How Unhealthy Are Ultra-Processed Foods?
AFP/APP
Paris: Ultra-processed foods are commonly portrayed as a modern health scourge, a threat lurking on the shelves of every supermarket linked to obesity, heart disease, cancer, and early death.
Researchers warning of their dangers have called for taxation and even bans on products that make up a huge proportion of the food eaten worldwide.
However, some nutrition experts have started to push back against such all-encompassing claims, saying the definition can be vague. They say more research is needed and that some ultra-processed foods, or UPFs, can actually be healthy.
The concept was first introduced in 2009 by Carlos Monteiro, a nutrition and health researcher at Brazil’s University of Sao Paulo.
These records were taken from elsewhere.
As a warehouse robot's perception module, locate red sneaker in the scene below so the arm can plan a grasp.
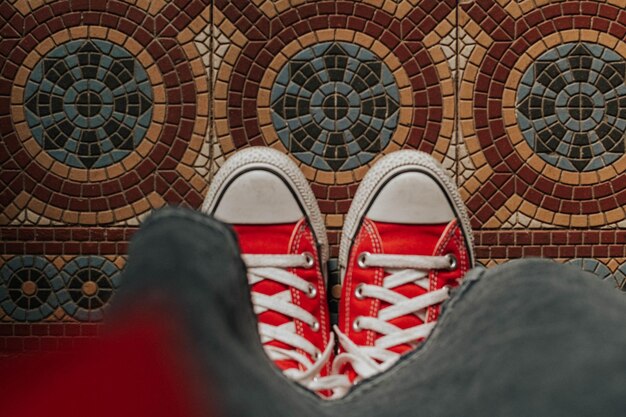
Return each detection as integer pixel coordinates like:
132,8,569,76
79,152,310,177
333,150,474,383
202,147,336,393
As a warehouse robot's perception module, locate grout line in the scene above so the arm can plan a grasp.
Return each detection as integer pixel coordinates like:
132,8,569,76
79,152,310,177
205,0,215,184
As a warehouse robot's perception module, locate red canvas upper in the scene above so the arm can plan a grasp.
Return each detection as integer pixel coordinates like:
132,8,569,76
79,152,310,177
339,218,470,376
234,219,330,375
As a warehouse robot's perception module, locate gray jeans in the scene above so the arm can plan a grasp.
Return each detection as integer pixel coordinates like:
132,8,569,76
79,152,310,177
116,209,626,417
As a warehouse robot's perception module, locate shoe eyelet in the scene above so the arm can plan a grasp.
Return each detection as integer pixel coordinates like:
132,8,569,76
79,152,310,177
309,320,320,332
306,284,317,298
302,252,315,269
446,253,459,271
354,284,365,300
356,252,370,269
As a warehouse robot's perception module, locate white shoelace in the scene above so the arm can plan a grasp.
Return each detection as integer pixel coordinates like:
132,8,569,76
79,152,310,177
332,252,456,383
242,252,350,391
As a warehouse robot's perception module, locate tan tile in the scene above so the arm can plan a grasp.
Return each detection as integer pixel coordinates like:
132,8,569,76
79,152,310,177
554,213,572,227
88,26,108,39
87,168,107,182
315,171,335,184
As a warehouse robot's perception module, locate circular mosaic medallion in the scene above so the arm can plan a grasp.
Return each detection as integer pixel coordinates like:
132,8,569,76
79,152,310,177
270,42,400,171
0,255,58,321
24,39,153,169
54,256,120,321
516,42,626,172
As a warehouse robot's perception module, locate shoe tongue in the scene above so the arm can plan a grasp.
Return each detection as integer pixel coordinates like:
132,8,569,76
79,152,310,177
366,222,448,353
374,222,448,255
233,223,298,370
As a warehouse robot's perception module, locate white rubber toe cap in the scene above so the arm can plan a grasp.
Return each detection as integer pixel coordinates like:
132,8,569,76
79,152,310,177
214,170,304,224
366,172,456,224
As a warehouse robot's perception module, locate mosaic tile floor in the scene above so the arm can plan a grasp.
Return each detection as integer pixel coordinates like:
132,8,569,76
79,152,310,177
0,0,626,352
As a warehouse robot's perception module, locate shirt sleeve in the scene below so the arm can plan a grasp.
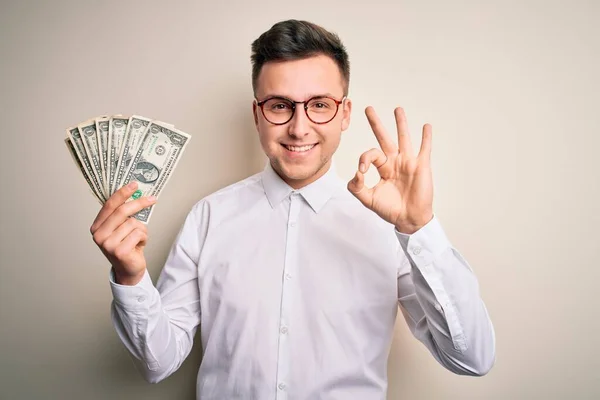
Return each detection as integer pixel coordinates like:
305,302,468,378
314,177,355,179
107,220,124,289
109,202,208,383
396,215,495,376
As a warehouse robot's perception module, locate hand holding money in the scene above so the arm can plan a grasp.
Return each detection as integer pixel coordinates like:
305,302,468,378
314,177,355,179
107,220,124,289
90,181,156,285
65,115,191,223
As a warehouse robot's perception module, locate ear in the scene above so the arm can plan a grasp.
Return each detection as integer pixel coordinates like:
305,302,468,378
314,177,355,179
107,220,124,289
340,98,352,131
252,100,258,129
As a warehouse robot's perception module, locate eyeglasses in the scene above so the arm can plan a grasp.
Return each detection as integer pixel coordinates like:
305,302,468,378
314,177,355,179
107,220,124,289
256,96,346,125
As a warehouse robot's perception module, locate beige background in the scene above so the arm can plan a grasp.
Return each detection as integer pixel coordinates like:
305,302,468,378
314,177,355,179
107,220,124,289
0,0,600,399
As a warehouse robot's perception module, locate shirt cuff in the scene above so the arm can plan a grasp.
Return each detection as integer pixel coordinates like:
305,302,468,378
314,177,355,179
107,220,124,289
108,268,154,309
394,215,450,267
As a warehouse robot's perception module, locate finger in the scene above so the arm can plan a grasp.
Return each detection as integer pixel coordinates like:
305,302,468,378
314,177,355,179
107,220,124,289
394,107,413,156
419,124,433,161
93,196,156,246
90,181,137,235
358,149,388,174
102,218,148,254
114,229,148,260
365,106,398,155
348,171,373,207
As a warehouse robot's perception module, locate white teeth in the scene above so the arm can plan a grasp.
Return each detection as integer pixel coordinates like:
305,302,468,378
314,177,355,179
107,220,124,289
284,144,315,153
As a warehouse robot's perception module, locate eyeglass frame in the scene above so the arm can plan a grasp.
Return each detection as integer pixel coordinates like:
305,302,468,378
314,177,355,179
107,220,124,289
254,96,348,125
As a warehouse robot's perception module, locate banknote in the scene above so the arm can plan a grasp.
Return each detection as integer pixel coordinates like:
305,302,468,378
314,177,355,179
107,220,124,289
114,115,150,190
64,114,191,223
122,121,191,223
67,127,106,202
77,119,109,199
96,116,110,197
107,116,129,195
65,137,103,204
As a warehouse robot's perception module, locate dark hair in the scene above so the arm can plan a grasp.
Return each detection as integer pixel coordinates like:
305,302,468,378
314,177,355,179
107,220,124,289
250,19,350,95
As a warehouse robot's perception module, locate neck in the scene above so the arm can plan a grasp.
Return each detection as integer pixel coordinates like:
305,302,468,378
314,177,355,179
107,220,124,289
273,159,331,190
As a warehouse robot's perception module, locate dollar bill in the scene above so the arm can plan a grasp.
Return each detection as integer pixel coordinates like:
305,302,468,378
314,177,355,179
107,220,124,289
77,119,108,199
67,127,106,202
96,116,110,197
106,116,129,195
113,115,150,190
65,137,103,204
122,121,191,223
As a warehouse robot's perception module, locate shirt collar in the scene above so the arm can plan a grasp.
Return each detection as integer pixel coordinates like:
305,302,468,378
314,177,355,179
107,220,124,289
262,160,342,213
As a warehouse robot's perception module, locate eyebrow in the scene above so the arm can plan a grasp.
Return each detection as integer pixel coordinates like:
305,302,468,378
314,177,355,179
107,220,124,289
261,92,337,101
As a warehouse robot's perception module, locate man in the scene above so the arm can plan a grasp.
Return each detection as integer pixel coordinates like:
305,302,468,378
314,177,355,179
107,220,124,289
91,20,495,400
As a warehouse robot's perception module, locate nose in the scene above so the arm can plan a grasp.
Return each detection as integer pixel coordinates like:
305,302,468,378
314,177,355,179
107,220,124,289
288,104,310,138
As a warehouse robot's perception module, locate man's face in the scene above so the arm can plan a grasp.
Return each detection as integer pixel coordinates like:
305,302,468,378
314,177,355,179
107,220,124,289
253,55,352,189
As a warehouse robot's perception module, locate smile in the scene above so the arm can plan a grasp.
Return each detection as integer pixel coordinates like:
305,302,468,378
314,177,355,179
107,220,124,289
282,144,316,153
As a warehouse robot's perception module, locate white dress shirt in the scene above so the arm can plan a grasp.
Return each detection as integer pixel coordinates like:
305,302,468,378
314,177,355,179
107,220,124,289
110,163,495,400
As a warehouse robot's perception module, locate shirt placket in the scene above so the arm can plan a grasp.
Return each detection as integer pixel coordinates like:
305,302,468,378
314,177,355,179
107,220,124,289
277,192,301,400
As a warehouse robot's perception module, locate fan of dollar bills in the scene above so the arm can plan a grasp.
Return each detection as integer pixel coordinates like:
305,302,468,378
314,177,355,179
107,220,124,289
65,115,191,223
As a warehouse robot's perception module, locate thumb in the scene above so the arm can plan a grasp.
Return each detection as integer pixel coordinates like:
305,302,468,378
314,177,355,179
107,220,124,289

His NOVA classification system for UPFs was unusual in nutrition because it ignored the level of nutrients such as fat, salt, sugar, and carbohydrates in food.
Instead, it splits food into four groups, ranked by the level of processing involved in their creation. Everything in the fourth group is considered ultra-processed.
Monteiro said that UPFs “aren’t exactly foods”.
“They’re formulations of substances derived from foods,” he told AFP.
“They contain little or no whole foods and are typically enhanced with colorings, flavourings, emulsifiers, and other cosmetic additives to make them palatable.”
Examples include crisps, ice cream, soft drinks, and frozen pizza. But items not traditionally considered junk food are also included, such as non-dairy milks, baby formula, and supermarket bread.
According to the NOVA scale, nearly 60 percent of the calories eaten in the United States and UK are from UPFs.